See also More Shock and Awe: James Lee and SSGAC in Oslo, 600 SNP hits.
Estimation of complex effect-size distributions using summary-level statistics from genome-wide association studies across 32 complex traits and implications for the future
Yan Zhang, Guanghao Qi, Ju-Hyun Park, Nilanjan Chatterjee (Johns Hopkins University)
Summary-level statistics from genome-wide association studies are now widely used to estimate heritability and co-heritability of traits using the popular linkage-disequilibrium-score (LD-score) regression method. We develop a likelihood-based approach for analyzing summary-level statistics and external LD information to estimate common variants effect-size distributions, characterized by proportion of underlying susceptibility SNPs and a flexible normal-mixture model for their effects. Analysis of summary-level results across 32 GWAS reveals that while all traits are highly polygenic, there is wide diversity in the degrees of polygenicity.
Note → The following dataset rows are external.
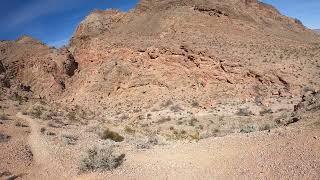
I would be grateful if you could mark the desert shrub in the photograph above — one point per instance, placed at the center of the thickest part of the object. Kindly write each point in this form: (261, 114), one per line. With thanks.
(248, 129)
(195, 104)
(72, 116)
(164, 119)
(69, 139)
(244, 112)
(195, 136)
(129, 130)
(167, 103)
(265, 127)
(42, 130)
(266, 111)
(3, 116)
(192, 121)
(101, 159)
(114, 136)
(36, 111)
(176, 108)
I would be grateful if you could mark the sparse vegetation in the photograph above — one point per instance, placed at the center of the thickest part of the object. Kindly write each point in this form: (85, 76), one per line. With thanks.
(176, 108)
(42, 130)
(164, 119)
(3, 116)
(248, 129)
(244, 112)
(69, 139)
(265, 127)
(114, 136)
(72, 116)
(4, 137)
(36, 111)
(101, 159)
(266, 111)
(129, 130)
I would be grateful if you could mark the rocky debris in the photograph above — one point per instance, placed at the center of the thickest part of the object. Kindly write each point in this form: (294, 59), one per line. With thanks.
(170, 49)
(210, 11)
(70, 65)
(2, 68)
(4, 137)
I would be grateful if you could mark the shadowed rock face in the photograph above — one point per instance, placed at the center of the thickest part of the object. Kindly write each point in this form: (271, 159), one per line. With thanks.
(189, 50)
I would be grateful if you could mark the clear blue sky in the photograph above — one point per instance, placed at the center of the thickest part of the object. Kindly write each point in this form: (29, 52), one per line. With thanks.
(54, 21)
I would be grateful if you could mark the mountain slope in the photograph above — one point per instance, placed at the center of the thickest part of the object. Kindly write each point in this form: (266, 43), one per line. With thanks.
(191, 59)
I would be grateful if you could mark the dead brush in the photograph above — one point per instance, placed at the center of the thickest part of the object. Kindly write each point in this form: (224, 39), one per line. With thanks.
(102, 159)
(114, 136)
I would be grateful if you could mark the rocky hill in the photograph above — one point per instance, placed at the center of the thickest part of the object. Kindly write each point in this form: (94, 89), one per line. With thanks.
(168, 71)
(195, 54)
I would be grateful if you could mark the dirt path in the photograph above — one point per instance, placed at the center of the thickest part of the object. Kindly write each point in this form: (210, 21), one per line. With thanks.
(283, 154)
(280, 154)
(46, 159)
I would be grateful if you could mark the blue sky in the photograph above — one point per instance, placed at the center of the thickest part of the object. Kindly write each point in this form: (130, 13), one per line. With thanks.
(54, 21)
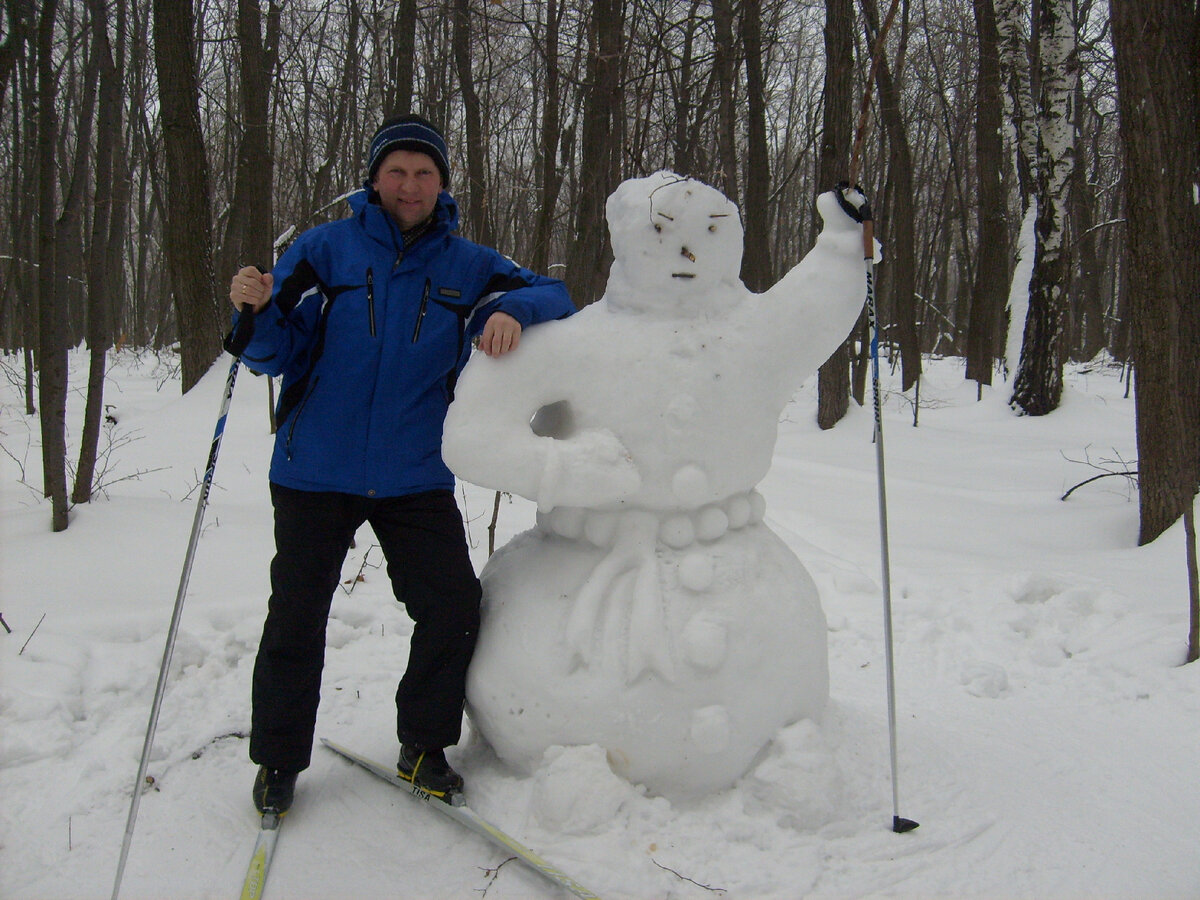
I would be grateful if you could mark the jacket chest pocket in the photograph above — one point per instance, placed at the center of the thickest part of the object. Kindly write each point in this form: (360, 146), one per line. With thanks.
(441, 310)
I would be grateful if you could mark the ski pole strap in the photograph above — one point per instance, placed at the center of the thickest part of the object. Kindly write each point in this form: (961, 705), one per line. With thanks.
(859, 214)
(237, 341)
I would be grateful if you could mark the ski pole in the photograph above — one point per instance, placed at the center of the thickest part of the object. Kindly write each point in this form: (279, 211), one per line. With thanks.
(899, 825)
(234, 343)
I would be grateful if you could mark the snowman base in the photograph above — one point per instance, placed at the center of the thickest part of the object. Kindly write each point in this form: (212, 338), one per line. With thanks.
(738, 651)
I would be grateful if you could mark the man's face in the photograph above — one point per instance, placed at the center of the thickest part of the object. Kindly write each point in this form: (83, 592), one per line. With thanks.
(408, 184)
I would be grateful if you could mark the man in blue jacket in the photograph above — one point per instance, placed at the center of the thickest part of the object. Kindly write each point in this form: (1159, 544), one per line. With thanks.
(370, 321)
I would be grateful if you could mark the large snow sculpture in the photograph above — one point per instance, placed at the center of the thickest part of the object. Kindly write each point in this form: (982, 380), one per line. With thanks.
(651, 611)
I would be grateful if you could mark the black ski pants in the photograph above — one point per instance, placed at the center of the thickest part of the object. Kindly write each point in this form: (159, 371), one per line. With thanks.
(430, 568)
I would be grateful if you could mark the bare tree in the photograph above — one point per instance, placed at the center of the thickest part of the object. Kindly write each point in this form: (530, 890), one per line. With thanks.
(249, 227)
(1037, 388)
(52, 355)
(833, 166)
(589, 253)
(399, 91)
(725, 61)
(990, 291)
(550, 179)
(1158, 81)
(756, 270)
(101, 281)
(478, 201)
(187, 223)
(903, 257)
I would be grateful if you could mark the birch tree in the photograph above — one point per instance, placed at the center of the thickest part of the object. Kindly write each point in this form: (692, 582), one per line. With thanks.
(1158, 82)
(1037, 388)
(990, 289)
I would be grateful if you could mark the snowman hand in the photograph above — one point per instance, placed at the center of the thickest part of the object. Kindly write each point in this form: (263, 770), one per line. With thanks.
(588, 469)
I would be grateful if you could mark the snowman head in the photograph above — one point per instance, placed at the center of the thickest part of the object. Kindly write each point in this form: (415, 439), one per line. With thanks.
(676, 244)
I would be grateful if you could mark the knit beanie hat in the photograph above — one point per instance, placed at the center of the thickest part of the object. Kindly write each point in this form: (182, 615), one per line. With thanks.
(408, 132)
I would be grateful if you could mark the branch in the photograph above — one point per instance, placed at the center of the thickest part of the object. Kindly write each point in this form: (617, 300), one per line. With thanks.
(684, 877)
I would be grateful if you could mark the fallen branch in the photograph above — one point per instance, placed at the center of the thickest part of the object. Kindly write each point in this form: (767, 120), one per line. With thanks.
(684, 877)
(1131, 475)
(31, 634)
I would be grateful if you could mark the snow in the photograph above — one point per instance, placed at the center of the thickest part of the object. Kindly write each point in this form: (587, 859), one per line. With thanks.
(652, 611)
(1047, 730)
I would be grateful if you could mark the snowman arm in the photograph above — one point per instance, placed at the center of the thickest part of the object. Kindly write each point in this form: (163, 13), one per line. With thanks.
(489, 437)
(486, 437)
(810, 311)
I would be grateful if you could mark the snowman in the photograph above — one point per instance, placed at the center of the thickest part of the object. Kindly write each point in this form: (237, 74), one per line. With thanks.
(652, 611)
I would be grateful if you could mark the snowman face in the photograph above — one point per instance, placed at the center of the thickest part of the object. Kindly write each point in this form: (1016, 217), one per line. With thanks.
(675, 241)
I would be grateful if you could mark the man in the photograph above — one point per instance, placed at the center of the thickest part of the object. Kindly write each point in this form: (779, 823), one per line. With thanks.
(370, 319)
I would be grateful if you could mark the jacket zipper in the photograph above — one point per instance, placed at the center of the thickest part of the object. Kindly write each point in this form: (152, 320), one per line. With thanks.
(371, 300)
(295, 419)
(420, 312)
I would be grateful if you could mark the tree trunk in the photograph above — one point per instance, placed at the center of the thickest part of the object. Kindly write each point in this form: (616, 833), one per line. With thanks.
(833, 166)
(323, 192)
(990, 291)
(479, 227)
(100, 280)
(725, 63)
(550, 180)
(399, 95)
(249, 229)
(1158, 94)
(589, 252)
(52, 354)
(1037, 388)
(1012, 17)
(901, 267)
(187, 219)
(756, 270)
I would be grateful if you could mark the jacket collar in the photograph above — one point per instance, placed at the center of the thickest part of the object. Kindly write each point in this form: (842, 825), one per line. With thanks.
(381, 227)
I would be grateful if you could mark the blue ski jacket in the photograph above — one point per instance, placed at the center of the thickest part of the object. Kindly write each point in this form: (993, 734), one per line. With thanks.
(370, 337)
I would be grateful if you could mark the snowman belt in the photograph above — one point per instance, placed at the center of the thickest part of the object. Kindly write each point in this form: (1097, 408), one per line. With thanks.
(676, 528)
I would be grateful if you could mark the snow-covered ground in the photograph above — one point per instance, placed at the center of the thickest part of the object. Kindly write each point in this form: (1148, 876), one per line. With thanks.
(1048, 733)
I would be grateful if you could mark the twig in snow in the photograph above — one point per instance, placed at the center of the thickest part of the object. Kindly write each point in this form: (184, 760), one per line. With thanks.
(363, 568)
(684, 877)
(31, 634)
(1126, 472)
(492, 874)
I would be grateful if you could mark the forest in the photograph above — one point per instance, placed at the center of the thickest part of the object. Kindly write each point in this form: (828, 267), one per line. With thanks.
(149, 148)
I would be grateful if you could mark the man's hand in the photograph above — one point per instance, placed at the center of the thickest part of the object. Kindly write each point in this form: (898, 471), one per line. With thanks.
(251, 287)
(502, 334)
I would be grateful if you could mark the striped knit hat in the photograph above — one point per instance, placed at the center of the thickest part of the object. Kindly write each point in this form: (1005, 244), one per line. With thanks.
(408, 132)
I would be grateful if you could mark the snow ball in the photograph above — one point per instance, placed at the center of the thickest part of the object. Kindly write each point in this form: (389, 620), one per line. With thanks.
(984, 679)
(738, 510)
(711, 729)
(706, 643)
(801, 778)
(712, 523)
(690, 486)
(576, 792)
(677, 532)
(757, 507)
(600, 528)
(696, 571)
(568, 521)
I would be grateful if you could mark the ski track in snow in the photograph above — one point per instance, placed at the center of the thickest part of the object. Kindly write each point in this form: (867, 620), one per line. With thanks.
(1047, 733)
The effect-size distributions for susceptibility SNPs could be adequately modeled by a single normal distribution for traits related to mental health and ability and by a mixture of two normal distributions for all other traits. Among quantitative traits, we predict the sample sizes needed to identify SNPs which explain 80% of GWAS heritability to be between 300K-500K for some of the early growth traits, between 1-2 million for some anthropometric and cholesterol traits and multiple millions for body mass index and some others. The corresponding predictions for disease traits are between 200K-400K for inflammatory bowel diseases, close to one million for a variety of adult onset chronic diseases and between 1-2 million for psychiatric diseases.
This figure shows predicted effect size distributions for a number of quantitative traits. You can see that height and intelligence are somewhat different, but not dramatically so.